A few months ago, Shell quietly regained control of the 45% stake it held alongside Total and ENI on OML 25. The firm chosen as preferred bidder for the licence in 2014 for $453 million, Crestar Energy, a James Bay Resources subsidiary, has now lost all rights to the permit. According to our sources, the Anglo-Dutch major is happy to wait for an opportune moment to sell the asset once oil prices resemble early-2014 levels. In the meantime, Shell’s VP for business development Africa, Martin Foley, will handle operations at OML 25 and its potential sale once the conditions are right. Several groups are reported to have shown interest in the oil block but their offers are well below Crestar’s 2014 bidding price.

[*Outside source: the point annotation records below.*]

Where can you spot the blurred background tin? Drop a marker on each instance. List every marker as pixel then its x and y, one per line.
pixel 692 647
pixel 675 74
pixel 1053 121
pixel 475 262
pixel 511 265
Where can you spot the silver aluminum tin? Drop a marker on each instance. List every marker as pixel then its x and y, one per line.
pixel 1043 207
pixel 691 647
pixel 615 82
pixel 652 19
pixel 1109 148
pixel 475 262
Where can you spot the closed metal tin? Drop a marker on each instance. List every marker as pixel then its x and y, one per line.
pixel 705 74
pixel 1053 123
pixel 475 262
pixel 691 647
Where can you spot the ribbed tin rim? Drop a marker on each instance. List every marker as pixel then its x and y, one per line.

Crestar’s winning bid in 2014 was undermind by the Nigerian junior’s then chairman, the former head of the Directorate of Petroleum (DPR), Osten Olorunsola. Ousted from the DPR by the Nigerian minister of petroleum resources Diezani Alison-Madueke, Olorunsola quickly become the ministry’s bugbear, and his presence at the head of Crestar cause the OML 25 sale to fall through as the NNPC opted to exercise its right of re-emption. The state-owned firm however was not able to fork out a single cent to execute this right.
Crestar’s already compromised purchase of OML 25 was fatally scuppered by the conflict triggered between the Nigerian junior and its partner Seplat. The latter, which had teamed up with Crestar to purchase the block, is headed by Ambrosie Bryant Chukwueloka ‘ABC’ Orjiako, a close friend of Nigeria’s current secretary of state for oil Emmanuel Ibe Kachikwu. By January 2017 their relations had soured and a legal dispute was brought before the High Court of London over a $20.5 million deposit made into an escrow account for the purchase of the block. The dispute was finally settled in April 2018 with the money split between Crestar and Seplat.